Mathys: Ein Teil des Reizes an afrikanischer oder karibischer Musik besteht in ihrem Exotismus, und sie wird gerne aus dem Kontext gerissen und mit dem white gaze betrachtet. Musiker:innen vom afrikanischen Kontinent oder aus der Karibik fühlen sich dadurch gehemmt in ihrem künstlerischen Ausdruck. Ihre Musik wird echt dadurch definiert, wie sie im Westen konsumiert wird, und das ist meistens ohne den Kontext. „Sammler:innen“ beschäftigen sich selten mit der Kultur. Das habe ich bei französischer karibischer Musik beobachtet, die immer beliebter wird in ihrer instrumentellen Form (ohne Text). Ich erinnere mich an einen Song in französischem Kreol auf einem Festival, der von karibischem Stolz handelte. Es war eine merkwürdige Erfahrung, einen Song über Selbstbestimmung zu hören, mit Lyrics, die explizit dazu aufrufen, sich von dem weißen Mann zu befreien, der von einem weißen Dj vor einer überwiegend weißen Crowd gespielt wurde. Ich erinnere mich daran, dass ich verwirrt war darüber, dass dieses Lied, das so voller Wut und Traurigkeit war, auf so eine fröhliche Art gespielt wurde. Manche Djs nehmen sich tatsächlich die Zeit, den Kontext der Musik, die sie spielen, zu recherchieren, vor allem wenn sie verantungsbewusst sind. Aber das ist sicherlich nicht die Norm. Leider weigern sich viele DJs, konstruktive Kritik von den Menschen in ihrem Umfeld oder ihrem Publikum anzunehmen, sondern stellen stattdessen lieber zur Schau, dass sie Verbündete sind, tauchen bei Demos auf, um Selfies zu schießen, posten Dinge in den sozialen Medien, um irgendeine Gemeinschaft zu unterstützen, ohne auf die Idee zu kommen, den Mitgliedern der eigenen Szene auszuhelfen, nehmen in Aktivist:innenkreisen zu viel Raum ein, ohne den Leuten Anerkennung zu zollen, die tatsächlich harte Arbeit leisten usw. Es gibt ethische Wege, sich mit Musik zu beschäftigen und es ist an den Djs, durch den Prozess zu gehen, ihre eigene Arbeitsethik zu finden. Es geht darum, sich bewusst zu sein darüber, was man spielt.
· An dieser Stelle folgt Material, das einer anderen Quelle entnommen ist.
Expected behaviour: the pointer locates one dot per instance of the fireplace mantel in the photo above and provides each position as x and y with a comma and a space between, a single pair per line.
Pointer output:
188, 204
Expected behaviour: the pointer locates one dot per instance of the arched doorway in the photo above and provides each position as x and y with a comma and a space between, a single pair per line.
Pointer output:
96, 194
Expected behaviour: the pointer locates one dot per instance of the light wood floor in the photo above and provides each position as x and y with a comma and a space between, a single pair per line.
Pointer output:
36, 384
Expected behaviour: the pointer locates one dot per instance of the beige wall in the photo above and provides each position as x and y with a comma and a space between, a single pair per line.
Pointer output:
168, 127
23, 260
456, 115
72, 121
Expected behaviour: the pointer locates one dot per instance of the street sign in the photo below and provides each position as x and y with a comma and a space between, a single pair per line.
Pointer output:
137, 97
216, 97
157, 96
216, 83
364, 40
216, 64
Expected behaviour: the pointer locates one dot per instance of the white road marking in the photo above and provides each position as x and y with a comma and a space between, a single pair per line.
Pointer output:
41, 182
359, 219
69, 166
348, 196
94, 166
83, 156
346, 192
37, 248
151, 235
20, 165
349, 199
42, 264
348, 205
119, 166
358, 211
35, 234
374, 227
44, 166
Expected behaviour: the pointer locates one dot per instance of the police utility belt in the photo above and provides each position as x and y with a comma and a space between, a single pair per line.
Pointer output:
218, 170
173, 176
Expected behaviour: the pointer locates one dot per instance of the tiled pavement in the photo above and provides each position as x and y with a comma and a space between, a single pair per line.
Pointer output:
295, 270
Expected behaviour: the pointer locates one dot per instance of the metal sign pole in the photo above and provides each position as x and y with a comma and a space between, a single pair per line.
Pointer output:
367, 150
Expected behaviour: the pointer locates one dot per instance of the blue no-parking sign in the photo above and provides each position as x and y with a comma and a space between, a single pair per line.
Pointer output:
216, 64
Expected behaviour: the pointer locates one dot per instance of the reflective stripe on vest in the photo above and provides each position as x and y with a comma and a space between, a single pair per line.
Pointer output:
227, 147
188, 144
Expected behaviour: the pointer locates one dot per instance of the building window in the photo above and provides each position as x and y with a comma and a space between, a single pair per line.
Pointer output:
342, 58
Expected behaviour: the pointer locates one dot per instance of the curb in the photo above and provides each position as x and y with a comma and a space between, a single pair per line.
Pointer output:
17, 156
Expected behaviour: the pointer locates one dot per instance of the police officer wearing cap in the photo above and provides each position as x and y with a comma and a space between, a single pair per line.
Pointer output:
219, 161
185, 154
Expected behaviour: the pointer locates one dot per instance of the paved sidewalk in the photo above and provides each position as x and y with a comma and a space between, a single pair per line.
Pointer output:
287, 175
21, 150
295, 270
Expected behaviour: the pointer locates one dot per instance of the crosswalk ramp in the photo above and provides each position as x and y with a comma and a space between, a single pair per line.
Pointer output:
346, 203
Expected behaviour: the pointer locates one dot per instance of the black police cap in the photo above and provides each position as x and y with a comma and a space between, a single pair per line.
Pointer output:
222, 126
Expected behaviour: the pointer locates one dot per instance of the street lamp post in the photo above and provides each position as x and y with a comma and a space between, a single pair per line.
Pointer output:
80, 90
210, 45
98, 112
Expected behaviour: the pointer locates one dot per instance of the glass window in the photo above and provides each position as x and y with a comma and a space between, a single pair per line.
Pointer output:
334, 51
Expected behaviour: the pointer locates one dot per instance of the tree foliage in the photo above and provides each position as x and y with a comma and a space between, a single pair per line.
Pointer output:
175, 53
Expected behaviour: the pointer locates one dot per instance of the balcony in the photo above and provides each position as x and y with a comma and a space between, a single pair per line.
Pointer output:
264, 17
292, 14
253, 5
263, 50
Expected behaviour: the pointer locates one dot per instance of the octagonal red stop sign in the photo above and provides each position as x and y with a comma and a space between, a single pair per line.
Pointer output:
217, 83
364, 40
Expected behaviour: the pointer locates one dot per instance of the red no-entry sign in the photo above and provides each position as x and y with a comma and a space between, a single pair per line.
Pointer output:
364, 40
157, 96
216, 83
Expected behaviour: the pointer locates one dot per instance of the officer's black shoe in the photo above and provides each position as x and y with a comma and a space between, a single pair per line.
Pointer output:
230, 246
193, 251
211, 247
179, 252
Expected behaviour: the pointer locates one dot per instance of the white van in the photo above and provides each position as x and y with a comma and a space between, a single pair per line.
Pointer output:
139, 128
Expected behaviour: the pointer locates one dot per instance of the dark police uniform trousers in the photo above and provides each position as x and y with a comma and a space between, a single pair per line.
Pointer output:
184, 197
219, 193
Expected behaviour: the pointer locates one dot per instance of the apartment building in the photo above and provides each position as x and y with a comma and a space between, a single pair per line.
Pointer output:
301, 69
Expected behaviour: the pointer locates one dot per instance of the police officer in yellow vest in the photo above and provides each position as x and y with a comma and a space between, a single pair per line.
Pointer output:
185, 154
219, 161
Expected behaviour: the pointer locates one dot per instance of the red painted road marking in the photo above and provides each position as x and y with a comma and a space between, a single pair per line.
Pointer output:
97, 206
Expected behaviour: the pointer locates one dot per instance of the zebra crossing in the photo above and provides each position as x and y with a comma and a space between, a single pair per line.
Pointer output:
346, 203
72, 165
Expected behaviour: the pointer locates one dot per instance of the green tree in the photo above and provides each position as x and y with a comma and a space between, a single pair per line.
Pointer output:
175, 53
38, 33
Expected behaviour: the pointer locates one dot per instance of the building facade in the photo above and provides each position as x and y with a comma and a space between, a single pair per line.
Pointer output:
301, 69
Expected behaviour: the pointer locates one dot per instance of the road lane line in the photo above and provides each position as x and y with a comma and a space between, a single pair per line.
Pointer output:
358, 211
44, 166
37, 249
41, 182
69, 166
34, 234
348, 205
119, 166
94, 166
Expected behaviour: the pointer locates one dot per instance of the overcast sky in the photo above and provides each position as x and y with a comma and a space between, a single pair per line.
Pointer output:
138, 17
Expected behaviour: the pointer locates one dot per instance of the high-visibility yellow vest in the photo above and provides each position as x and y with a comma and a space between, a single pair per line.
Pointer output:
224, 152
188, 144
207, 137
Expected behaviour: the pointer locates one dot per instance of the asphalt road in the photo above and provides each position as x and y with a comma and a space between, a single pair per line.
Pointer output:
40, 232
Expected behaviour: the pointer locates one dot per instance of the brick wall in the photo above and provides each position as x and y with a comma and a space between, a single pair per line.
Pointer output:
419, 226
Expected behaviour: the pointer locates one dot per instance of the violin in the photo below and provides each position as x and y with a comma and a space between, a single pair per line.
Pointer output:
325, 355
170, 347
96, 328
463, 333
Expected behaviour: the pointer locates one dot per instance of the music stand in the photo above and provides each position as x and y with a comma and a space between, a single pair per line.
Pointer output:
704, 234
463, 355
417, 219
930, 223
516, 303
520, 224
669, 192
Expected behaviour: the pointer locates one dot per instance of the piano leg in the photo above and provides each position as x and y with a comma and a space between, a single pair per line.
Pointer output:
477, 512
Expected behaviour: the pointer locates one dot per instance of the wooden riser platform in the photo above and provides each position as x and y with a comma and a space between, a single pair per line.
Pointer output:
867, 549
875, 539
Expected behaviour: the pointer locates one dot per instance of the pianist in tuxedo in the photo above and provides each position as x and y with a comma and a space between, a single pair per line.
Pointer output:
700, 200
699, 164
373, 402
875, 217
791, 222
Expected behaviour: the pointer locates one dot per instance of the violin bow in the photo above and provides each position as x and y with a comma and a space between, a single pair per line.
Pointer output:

Axmed: Die häufigste Reaktion auf die Art von Kritik, die du gerade formuliert hast, ist ja oft „Dann darf ich jetzt also überhaupt keine Musik mehr spielen?“ Manchmal löst sowas aggressive und sogar gewaltvolle Reaktionen aus, wenn es doch darum bei der Kritik gar nicht geht. Es ist doch nicht unvernünftig, wenn Leute annehmen, dass man Schwarz ist oder vom afrikanischen Kontinent kommt, wenn man einen Namen benutzt, der genau das vorgibt. Um nochmal das Beispiel von Awesome Tapes from Africa zu bemühen: Er ist sich der Kritik schon seit Jahren bewusst, er wurde in den sozialen Medien dafür kritisiert, dass er diesen Namen hat, obwohl er nicht aus Afrika kommt. Seine schnippische Antwort darauf war: „Ich bin auch kein Tape.“ Er ist jemand, der eigentlich die Dynamiken und die Kritik versteht, aber trotzdem entscheidet, nicht darauf einzugehen. Wenn Künstler:innen einen bestimmten Bekanntheitsgrad erreicht haben, sind sie irgendwie unantastbar, oder zumindest haben sie das Gefühl, niemandem gegenüber mehr Rechenschaft ablegen zu müssen. Das ist zum Beispiel bei Cairo Liberation Front der Fall. Es war schon höchst problematisch, dass zwei weiße Jungs diesen Namen benutzt haben, aber die sind an den Punkt gekommen, wo ihre Parties ausverkauft waren. Heutzutage buchen die zwar Künstler:innen arabischer Herkunft, aber sie haben sehr problematisch angefangen: ihren Namen verteidigt, Bauchtänzerinnen auf der Bühne gehabt und Stereotype über die arabische Welt bedient. Ursprünglich hießen sie sogar „Nobody beats the dürüm.“ Sie haben niemals öffentlich über dieses Verhalten in der Vergangenheit gesprochen und indem sie ihr Fehlverhalten nicht zugeben, haben sie Tür und Tor geöffnet für anderen Kollektive, die ähnlich problematische Ansätze haben.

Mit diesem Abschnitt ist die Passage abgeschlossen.